Australia eyes British-style lottery after Rio

SYDNEY - Australia may look to a national lottery to provide extra Olympic funding and make its existing sports system more efficient in the wake of below-par results at the Rio Games.

Australia returned with their smallest haul of Olympic medals since Barcelona in 1992, a result which has sparked recriminations among the country's sports officials. John Wylie, the chief of the government-backed Australian Sports Commission (ASC), said the results in Rio "came up short of expectations", but added that the ASC still backed its controversial 'Winning Edge' high-performance funding model.
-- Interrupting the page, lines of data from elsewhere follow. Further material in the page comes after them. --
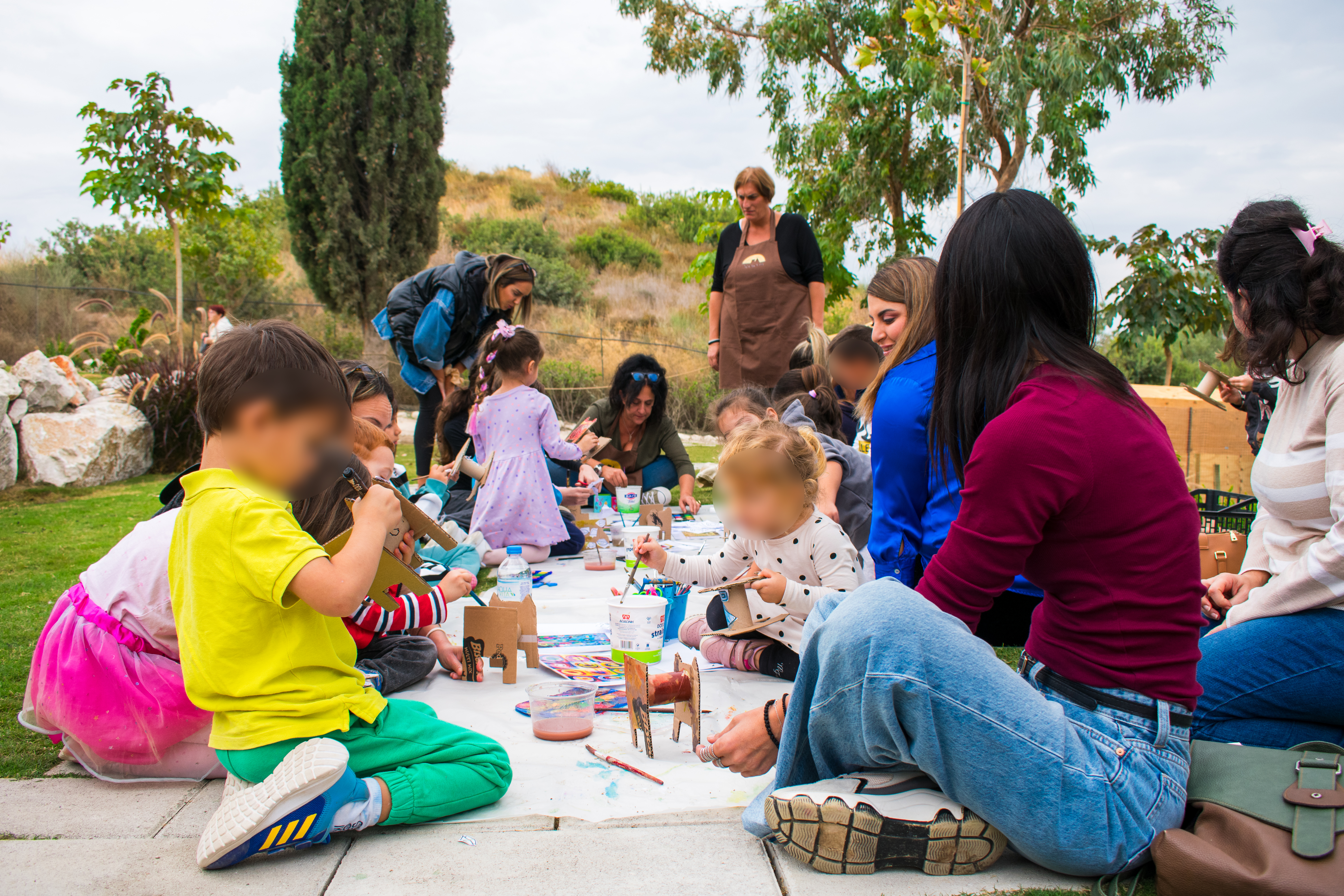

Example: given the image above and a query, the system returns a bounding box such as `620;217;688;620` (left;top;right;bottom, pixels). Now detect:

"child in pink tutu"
466;321;597;566
19;508;224;780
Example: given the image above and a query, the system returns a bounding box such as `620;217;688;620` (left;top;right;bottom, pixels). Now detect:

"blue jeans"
1195;607;1344;750
640;454;677;492
742;579;1189;876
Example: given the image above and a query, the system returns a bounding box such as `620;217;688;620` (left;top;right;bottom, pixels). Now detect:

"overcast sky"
0;0;1344;287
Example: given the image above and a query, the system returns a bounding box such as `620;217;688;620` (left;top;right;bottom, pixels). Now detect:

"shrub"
519;252;593;308
465;218;564;258
625;190;741;243
508;183;542;211
125;352;202;473
536;359;607;423
573;227;663;271
667;371;723;433
589;180;638;203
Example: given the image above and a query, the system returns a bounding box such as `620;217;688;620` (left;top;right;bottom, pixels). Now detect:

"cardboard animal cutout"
700;575;789;635
448;439;495;498
625;654;700;759
462;606;519;685
640;504;672;540
323;529;429;610
491;592;542;669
Looking ahead to the 2018 Gold Coast Commonwealth Games and the 2020 Tokyo Olympics, Wylie told reporters Thursday: "There is no doubt we can learn and improve from the experience of the past four years and from the Rio Olympics. "But the core principles of the strategy remain sound, valid and in the long-term interests of the Australian sport sector.

"Australia's 'Winning Edge' is built on evidence-based funding decisions, high aspirations for achievement, sports taking responsibility for their own high performance programmes and improved leadership and governance in sports organisations."

The reform plan is being pursued amidst a bitter feud between Wylie and Australian Olympic Committee president John Coates and an austere economic environment. Coates has withdrawn the AOC from an ASC review of the Canberra-based Australian Institute of Sport (AIS). He has also said the ASC policy of appointing businesspeople to head up major Olympic sports had been found wanting. Wylie wants to establish a British-style national lottery that would generate, according to ASC estimates, additional funding of between Aus$50 million and Aus$100 million (US$38-$76 million) a year for high-performance sport programmes.

The proposed lottery would be similar to the one which has helped Britain emerge as an Olympic sporting superpower, finishing second on the Rio medals table. "It doesn't have to be purely a sports lottery, it can be a lottery that supports a range of community causes, like you have in the UK," Wylie said. "It's not an overnight solution but we think it will be a very important future pillar for Australian sport."

The ASC's Winning Edge funding model, introduced after the 2012 London Olympics, is aimed at opening up sports to corporate sponsors and making them less reliant on government funds. The model uses criteria to gauge how government money is spent on sport, based partly on medal prospects.

Coates and the AOC were initially supportive but now argue there must be a greater spread of funding for all Olympic sports, and not just for a select few. Australia finished 10th on the Rio medals table -- down from eighth in 2012 -- with eight golds and 29 medals overall, the lowest total since they won 27 at Barcelona 1992.